Nasser Faratawi holds up a blackened garland of silicone flowers and a singed Ramadan lantern as he picks through the charred ruins of what was his popular party shop in Tulkarm in the north of the occupied West Bank.
Upstairs, on the three floors of what were his family's luxury apartments, graffiti is scrawled on the walls – including drawings of penises in a living room and his daughter's bedroom.
Expensive furniture has been broken or thrown out of the window, fancy decorations ripped out, every page of a Quran torn, and it stinks of rotten leftover food.
They came and destroyed me, Nasser tells me. It's all seen as destroyable because I live in this city - because I am Palestinian.
On 3 March, the Israeli military arrived at the Faratawi property and gave the family an hour and a half to leave. The Israel Defense Forces (IDF) took over the building while they carried out a huge operation nearby, in Tulkarm refugee camp.
They took it as an army base and they lived in it for three-and-a-half months, using it like a hotel, and then they set it on fire, Nasser says, still in disbelief at what happened.

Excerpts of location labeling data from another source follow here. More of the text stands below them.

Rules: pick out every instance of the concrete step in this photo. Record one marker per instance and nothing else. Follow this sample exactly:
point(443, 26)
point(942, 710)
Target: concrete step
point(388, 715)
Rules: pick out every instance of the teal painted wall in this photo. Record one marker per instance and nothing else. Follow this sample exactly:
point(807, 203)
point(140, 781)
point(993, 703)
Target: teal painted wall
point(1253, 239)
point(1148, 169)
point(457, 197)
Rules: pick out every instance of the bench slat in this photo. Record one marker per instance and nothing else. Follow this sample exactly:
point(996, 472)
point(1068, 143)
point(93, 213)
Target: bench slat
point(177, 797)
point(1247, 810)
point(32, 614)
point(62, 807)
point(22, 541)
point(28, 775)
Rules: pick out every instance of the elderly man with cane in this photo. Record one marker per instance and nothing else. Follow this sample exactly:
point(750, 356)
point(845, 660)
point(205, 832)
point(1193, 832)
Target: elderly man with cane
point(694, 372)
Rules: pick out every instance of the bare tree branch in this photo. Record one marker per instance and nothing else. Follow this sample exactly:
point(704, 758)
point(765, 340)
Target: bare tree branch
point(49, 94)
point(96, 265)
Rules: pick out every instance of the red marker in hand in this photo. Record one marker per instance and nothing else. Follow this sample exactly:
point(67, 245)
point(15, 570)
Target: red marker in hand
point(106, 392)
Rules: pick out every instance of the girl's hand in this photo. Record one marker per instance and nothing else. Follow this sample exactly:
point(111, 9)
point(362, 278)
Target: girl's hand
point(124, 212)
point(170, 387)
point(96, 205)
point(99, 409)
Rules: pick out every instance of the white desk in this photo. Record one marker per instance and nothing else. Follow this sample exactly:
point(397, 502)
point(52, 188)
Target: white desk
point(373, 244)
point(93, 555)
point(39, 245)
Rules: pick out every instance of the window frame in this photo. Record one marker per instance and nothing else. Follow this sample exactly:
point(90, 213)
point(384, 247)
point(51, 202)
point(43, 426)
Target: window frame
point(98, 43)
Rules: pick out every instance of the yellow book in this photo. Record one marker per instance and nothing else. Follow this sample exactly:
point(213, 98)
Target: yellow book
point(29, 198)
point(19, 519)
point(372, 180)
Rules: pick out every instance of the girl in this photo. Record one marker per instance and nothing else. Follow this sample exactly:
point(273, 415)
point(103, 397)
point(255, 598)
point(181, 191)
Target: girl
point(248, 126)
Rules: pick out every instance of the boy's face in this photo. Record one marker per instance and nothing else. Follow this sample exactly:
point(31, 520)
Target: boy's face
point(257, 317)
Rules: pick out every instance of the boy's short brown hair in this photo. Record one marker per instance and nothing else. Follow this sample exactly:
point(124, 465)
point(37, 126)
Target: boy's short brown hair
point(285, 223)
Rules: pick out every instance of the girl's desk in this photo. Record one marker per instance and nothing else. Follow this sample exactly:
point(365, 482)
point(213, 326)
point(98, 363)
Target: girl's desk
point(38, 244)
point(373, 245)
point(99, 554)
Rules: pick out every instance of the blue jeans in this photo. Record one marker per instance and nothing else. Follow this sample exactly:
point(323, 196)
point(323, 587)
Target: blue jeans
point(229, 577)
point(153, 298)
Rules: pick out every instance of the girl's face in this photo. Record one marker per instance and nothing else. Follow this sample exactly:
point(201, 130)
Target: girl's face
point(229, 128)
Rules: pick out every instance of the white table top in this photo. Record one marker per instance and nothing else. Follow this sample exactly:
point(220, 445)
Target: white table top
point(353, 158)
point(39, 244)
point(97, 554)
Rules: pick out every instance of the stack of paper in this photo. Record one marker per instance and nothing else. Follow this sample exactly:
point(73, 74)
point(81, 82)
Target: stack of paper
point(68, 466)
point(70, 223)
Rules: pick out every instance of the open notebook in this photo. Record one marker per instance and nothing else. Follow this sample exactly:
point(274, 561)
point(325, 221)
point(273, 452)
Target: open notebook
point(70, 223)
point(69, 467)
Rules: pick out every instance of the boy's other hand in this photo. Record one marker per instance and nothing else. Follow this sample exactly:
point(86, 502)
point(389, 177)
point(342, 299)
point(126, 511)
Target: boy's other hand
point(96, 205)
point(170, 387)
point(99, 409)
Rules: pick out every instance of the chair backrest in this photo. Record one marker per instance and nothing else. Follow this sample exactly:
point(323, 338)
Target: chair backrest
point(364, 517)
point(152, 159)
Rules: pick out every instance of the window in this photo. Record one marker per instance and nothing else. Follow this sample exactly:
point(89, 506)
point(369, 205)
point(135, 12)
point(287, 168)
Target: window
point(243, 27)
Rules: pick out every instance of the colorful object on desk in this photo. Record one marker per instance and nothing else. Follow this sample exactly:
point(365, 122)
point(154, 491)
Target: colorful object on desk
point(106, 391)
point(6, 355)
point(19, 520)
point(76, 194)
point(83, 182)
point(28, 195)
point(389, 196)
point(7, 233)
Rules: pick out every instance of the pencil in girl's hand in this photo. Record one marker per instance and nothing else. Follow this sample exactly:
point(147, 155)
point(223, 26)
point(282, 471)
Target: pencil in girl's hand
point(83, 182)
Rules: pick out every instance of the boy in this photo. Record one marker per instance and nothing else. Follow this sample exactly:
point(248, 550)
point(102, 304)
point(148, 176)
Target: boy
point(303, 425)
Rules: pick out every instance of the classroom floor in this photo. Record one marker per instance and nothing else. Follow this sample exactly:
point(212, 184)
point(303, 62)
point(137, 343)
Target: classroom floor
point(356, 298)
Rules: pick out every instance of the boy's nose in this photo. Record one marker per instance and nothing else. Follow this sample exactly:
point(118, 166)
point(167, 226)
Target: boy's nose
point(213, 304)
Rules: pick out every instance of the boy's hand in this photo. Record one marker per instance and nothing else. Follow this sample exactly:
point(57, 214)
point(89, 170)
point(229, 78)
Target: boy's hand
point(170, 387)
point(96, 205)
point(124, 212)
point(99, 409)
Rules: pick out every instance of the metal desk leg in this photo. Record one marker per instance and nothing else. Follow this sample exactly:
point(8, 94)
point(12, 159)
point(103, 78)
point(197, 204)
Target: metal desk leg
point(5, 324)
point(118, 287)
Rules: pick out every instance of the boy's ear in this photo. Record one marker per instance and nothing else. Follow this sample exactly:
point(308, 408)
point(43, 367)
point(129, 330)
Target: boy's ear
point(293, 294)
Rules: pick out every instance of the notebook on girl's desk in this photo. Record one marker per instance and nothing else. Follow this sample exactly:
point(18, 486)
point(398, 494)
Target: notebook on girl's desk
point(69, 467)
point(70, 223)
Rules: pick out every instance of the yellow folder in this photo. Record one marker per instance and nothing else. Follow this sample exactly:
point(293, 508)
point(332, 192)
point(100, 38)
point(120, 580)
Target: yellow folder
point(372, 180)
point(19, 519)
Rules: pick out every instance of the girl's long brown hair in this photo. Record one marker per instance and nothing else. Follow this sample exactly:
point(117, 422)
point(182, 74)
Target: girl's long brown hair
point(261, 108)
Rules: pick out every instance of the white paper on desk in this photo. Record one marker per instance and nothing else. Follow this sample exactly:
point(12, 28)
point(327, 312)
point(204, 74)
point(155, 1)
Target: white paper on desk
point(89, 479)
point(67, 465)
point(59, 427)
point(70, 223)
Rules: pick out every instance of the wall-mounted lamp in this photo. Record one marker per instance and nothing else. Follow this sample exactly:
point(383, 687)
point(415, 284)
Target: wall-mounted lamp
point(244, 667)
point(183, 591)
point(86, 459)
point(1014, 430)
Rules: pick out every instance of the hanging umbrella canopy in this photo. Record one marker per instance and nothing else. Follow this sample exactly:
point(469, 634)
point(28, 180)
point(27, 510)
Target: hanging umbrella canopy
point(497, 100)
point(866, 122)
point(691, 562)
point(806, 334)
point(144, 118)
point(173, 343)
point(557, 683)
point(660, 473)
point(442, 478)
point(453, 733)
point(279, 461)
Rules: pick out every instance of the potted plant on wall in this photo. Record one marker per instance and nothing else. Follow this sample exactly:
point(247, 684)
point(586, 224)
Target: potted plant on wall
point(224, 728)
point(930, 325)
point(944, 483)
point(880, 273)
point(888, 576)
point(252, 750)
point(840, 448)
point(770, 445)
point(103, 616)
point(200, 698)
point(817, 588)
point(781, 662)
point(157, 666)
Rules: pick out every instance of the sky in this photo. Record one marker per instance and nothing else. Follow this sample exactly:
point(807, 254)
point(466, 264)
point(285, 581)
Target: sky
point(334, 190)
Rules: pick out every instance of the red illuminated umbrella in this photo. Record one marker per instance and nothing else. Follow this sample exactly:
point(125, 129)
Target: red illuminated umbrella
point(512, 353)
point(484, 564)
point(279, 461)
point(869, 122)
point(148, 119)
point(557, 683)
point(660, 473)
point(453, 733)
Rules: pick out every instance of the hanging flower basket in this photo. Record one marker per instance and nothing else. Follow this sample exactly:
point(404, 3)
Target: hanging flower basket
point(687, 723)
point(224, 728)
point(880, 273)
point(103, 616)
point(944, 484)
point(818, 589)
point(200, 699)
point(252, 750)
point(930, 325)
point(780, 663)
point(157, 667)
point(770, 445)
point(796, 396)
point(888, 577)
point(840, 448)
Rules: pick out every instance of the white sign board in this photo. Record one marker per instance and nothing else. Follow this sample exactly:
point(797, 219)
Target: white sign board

Watching from a distance, he says he saw on 11 June that a fire had been started in his warehouse and shop – where locals used to bring their cars to be decorated for weddings.
It was very hard for me to see my business burning. Everything I had worked for, for over 30 years, Nasser says. His neighborhood remained a closed military zone, and he was only allowed to return at the start of this month.
While Nasser Faratawi is back in his home, he wonders how he will ever renovate it. He estimates that his total losses are up to $700,000. He can complain to Israeli authorities, but past evidence suggests it is highly unlikely he will get any compensation. The Palestinian Authority, which governs parts of the West Bank, is currently unable to fund repairs due to its cash crisis.
Without his shop and with his stock destroyed, Nasser has no income and worries about supporting his son and daughter studying medicine in Egypt. I'm an ordinary person, a businessman, he says. I love peace. I want peace and to live in peace, but they don't want peace.